Comment 1 Jose Luis Franco 2020-07-24 05:37:21 UTC

Just as a note, this BZ is pretty similar to this other one https://bugzilla.redhat.com/show_bug.cgi?id=1850991 . The CI job ran with the fix for 1850991 and this new backend service appeared as failed.

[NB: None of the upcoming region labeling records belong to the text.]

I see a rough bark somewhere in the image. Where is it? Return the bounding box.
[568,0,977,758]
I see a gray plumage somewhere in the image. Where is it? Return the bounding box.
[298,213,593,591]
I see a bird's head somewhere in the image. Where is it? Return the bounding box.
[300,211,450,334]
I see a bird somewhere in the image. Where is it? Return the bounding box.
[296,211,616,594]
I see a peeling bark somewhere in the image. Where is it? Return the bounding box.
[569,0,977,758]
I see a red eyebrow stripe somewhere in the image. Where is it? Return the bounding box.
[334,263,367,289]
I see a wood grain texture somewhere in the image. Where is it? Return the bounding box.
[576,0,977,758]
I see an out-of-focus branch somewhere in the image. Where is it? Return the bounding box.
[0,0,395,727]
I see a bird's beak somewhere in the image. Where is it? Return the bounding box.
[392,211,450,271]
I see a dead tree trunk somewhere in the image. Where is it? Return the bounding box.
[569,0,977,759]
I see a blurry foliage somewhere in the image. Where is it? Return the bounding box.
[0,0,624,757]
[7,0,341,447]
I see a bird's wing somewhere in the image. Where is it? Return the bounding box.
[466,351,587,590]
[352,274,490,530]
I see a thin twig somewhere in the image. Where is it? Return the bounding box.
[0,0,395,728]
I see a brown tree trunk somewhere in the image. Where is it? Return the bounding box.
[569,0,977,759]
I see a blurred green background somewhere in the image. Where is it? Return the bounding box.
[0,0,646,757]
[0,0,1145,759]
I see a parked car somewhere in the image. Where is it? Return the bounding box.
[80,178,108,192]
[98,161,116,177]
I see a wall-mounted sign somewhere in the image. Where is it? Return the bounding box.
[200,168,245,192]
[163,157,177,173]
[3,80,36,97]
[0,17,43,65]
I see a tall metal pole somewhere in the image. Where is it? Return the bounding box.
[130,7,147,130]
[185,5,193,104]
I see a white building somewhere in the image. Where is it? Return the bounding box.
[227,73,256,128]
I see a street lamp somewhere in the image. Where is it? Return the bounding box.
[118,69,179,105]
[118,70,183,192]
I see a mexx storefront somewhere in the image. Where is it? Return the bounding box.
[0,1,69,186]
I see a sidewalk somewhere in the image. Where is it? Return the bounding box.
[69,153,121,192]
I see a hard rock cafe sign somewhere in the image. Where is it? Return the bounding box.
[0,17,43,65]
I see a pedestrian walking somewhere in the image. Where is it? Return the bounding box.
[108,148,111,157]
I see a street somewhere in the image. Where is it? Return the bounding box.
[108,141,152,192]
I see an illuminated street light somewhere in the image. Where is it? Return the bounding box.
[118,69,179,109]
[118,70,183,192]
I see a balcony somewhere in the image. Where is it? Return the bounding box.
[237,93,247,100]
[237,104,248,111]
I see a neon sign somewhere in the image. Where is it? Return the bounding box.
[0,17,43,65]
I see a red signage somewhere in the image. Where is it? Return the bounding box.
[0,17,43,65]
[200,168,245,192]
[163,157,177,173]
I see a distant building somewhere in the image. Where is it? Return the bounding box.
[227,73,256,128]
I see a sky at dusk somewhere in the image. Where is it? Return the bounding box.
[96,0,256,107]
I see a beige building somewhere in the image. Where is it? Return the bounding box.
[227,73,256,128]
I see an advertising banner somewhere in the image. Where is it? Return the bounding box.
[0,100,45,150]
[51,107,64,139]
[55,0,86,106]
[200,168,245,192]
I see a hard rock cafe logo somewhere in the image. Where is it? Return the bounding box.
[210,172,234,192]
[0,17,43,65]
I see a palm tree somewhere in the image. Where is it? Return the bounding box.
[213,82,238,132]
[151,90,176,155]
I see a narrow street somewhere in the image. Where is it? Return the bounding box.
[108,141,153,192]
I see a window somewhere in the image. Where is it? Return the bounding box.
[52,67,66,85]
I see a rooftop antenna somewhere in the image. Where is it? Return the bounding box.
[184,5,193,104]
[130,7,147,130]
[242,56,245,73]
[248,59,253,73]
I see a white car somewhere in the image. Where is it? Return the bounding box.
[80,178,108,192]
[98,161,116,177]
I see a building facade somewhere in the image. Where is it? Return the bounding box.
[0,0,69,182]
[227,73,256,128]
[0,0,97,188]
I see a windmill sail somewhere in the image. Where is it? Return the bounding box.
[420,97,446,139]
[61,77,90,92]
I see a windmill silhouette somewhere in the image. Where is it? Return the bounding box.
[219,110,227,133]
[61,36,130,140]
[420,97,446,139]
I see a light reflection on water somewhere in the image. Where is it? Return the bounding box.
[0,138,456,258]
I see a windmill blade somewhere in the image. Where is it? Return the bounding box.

Comment 2 Jose Luis Franco 2020-07-24 05:41:35 UTC

Just to clarify, as the comment above could lead to the idea that this issue is caused by that fix. The glance_api service was already failing before (in addition to the ceph_dashboard):

Waiting for haproxy backend services to come up
Waiting for haproxy backend services to come up
Waiting for haproxy backend services to come up
Waiting for haproxy backend services to come up
Waiting for haproxy backend services to come up
FAILURE: ceph_dashboard
ceph_dashboard
ceph_dashboard
ceph_dashboard
glance_api
glance_api is down on controller-0
controller-1
controller-2
BACKEND
controller-1.internalapi.redhat.local
controller-2.internalapi.redhat.local


Log: https://rhos-qe-jenkins.rhev-ci-vms.eng.rdu2.redhat.com/job/DFG-upgrades-ffu-ffu-upgrade-13-16.1_director-rhel-virthost-3cont_2comp_3ceph-ipv4-vxlan-HA/85/artifact/.sh/ir-tripleo-ffu-upgrade-run.log

Comment 3 Luca Miccini 2020-07-24 05:54:49 UTC

seems a genuine failure:

http://cougar11.scl.lab.tlv.redhat.com/DFG-upgrades-ffu-ffu-upgrade-13-16.1_director-rhel-virthost-3cont_2comp_3ceph-ipv4-vxlan-HA/86/controller-1.tar.gz?controller-1/var/log/containers/glance/api.log

2020-07-23 17:22:53.260 7 ERROR glance_store._drivers.rbd [-] Error connecting to ceph cluster.: rados.TimedOut: [errno 110] error connecting to the cluster
2020-07-23 17:22:53.260 7 ERROR glance_store._drivers.rbd Traceback (most recent call last):
2020-07-23 17:22:53.260 7 ERROR glance_store._drivers.rbd   File "/usr/lib/python3.6/site-packages/glance_store/_drivers/rbd.py", line 273, in get_connection
2020-07-23 17:22:53.260 7 ERROR glance_store._drivers.rbd     client.connect(timeout=self.connect_timeout)
2020-07-23 17:22:53.260 7 ERROR glance_store._drivers.rbd   File "rados.pyx", line 893, in rados.Rados.connect
2020-07-23 17:22:53.260 7 ERROR glance_store._drivers.rbd rados.TimedOut: [errno 110] error connecting to the cluster
2020-07-23 17:22:53.260 7 ERROR glance_store._drivers.rbd

Comment 5 Francesco Pantano 2020-07-27 07:40:16 UTC

The doc (which is under heavy testing and review) of bz#1855813
can avoid this bug: adding it as a dependency of this bug.